AB: The work KBW does is very specialized; it could be a valuable business for someone else. There aren't many independent investment banks anymore. How do you think about KBW's future in that regard?
TM: Well, I'll tell you how I've gone about that for my whole career and how I go about it as CEO of the company. I want to build the most valuable company I can. And if somebody chooses to acquire the company, I want to make sure they pay the highest and fairest price possible to our shareholders.
So I feel as if the decisions you make are the same regardless.
It's the same advice we give our clients: Do a really good job running your company and everything else will play out, and you'll control your own destiny. So I spend all of my time focused on building a very profitable, independent company. But we have a fiduciary obligation to our shareholders. We have no extra-special poison pill.
AB: Can you talk about some of your strategies for staying competitive with Sandler O'Neill, and what you're doing to make sure your main rival doesn't widen the gap on the league tables?
TM: First of all, when we think about our competitors we think about all of our competitors, not just any one firm. I also would challenge the [notion] of a widening gap. It all depends upon what period of time you wish to measure and what particular business.
I think you're referring to one particular business (M&A). [But] we can talk about the equity business where, relative to that particular firm, we've widened the gap.
You're talking about the M&A business. That is one specific league table in one specific part of our business. But there may be instances where we gave advice to our client not to pay a price and not to do a deal. And just because that deal doesn't show up in the league table, does that mean we failed? By giving really good advice to a client?
There could be deals that others were on that we were not on, [where] we had a great client who was in the race to buy the target company but didn't, that we may not necessarily think of as a failure. We may have told the client that our advice to you is to stand down and not do that deal.
If you measure M&A in very small increments, in a market which has no deals, which was essentially last year, you could get a false reading.
So I'm unwilling to make the case that half a dozen transactions is going to make any long-term statement about the value of a market position, or our franchise, because that's just not true.
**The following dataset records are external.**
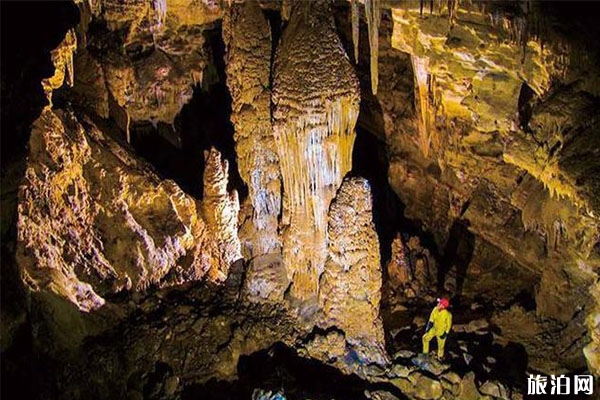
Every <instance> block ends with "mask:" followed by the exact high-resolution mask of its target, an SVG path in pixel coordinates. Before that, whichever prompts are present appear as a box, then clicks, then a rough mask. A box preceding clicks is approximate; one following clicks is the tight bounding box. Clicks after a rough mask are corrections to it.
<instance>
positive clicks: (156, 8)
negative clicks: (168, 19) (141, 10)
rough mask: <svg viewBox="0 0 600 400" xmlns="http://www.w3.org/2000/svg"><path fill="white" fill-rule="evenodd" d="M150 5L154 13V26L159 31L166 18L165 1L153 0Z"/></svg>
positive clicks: (165, 2)
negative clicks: (154, 15)
mask: <svg viewBox="0 0 600 400" xmlns="http://www.w3.org/2000/svg"><path fill="white" fill-rule="evenodd" d="M152 5H153V6H154V12H155V13H156V24H157V26H158V29H159V30H160V29H162V28H163V24H164V22H165V20H166V18H167V0H153V2H152Z"/></svg>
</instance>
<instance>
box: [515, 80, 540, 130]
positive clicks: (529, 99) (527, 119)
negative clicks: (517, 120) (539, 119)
mask: <svg viewBox="0 0 600 400" xmlns="http://www.w3.org/2000/svg"><path fill="white" fill-rule="evenodd" d="M535 99H536V96H535V92H534V91H533V89H531V88H530V87H529V85H527V83H525V82H523V84H522V85H521V91H520V92H519V99H518V102H517V107H518V111H519V127H520V128H521V129H523V130H524V131H525V132H531V128H530V127H529V120H531V116H532V114H533V104H534V102H535Z"/></svg>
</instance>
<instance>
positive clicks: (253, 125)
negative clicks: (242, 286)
mask: <svg viewBox="0 0 600 400" xmlns="http://www.w3.org/2000/svg"><path fill="white" fill-rule="evenodd" d="M223 37H224V41H225V43H226V45H227V56H226V65H227V70H226V71H227V86H228V87H229V92H230V93H231V100H232V115H231V122H232V123H233V124H234V127H235V136H234V138H235V141H236V153H237V161H238V167H239V169H240V174H241V176H242V178H243V179H244V181H245V182H246V184H247V185H248V190H249V197H250V201H251V203H252V207H253V217H252V228H251V229H250V230H251V232H249V233H248V239H247V242H249V243H246V247H247V248H248V252H249V253H250V254H249V256H250V257H252V258H254V257H257V256H262V255H266V254H271V253H277V252H279V251H280V246H281V244H280V241H279V236H278V233H277V225H278V216H279V212H280V208H281V194H280V192H281V181H280V173H279V165H278V162H279V160H278V157H277V150H276V148H275V139H274V137H273V129H272V126H271V108H270V107H271V91H270V90H269V77H270V72H271V29H270V27H269V24H268V23H267V20H266V19H265V17H264V15H263V13H262V10H261V9H260V7H259V6H258V3H257V2H256V1H255V0H249V1H246V2H244V3H243V4H239V3H235V4H233V5H232V6H231V7H230V8H229V9H228V10H226V12H225V15H224V20H223Z"/></svg>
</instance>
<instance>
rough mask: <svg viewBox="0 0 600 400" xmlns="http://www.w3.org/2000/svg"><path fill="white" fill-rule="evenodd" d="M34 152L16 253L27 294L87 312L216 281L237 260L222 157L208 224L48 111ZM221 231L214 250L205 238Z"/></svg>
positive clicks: (128, 166) (172, 186) (100, 145)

AB: What do you make of the argument that the threat of higher tax rates will prompt some bank owners here in the United States to sell?
TM: That actually isn't just the banking industry. That is across corporate America. We're in a short period of time here where capital gains tax rates are perceived to be low from a long-term perspective, and most market participants think that regardless of who wins the elections in the fall, we're likely to see higher tax rates going forward. If you want to take advantage of this tax rate environment you ought to consider selling now rather than later.
I don't know if that will be the single most primary driver but I think it will be a recognizable factor.
AB: So what are the primary drivers? And are you sensing that more banks are ready to sell?
TM: What we're getting is that we've entered a new phase where banks-and I'm speaking in general now-are no longer able to grow earnings per share because of credit improvement. That story has essentially played out.
So now the debate is: What do we do to grow earnings per share on an organic basis, and in a near-zero interest rate world, with, albeit, improving loan growth but still not stellar loan growth? How do you go about doing that? And I think a lot of banks don't have an answer to that question.
So, strategically they're going to make the decision to marry up with a company that has already solved for that equation. And the way they may have solved for it is they have a broad base of products. They've got a broad business mix. They have better technology. They can take costs out to make the target business more profitable. And I think that story is going to play out again and again.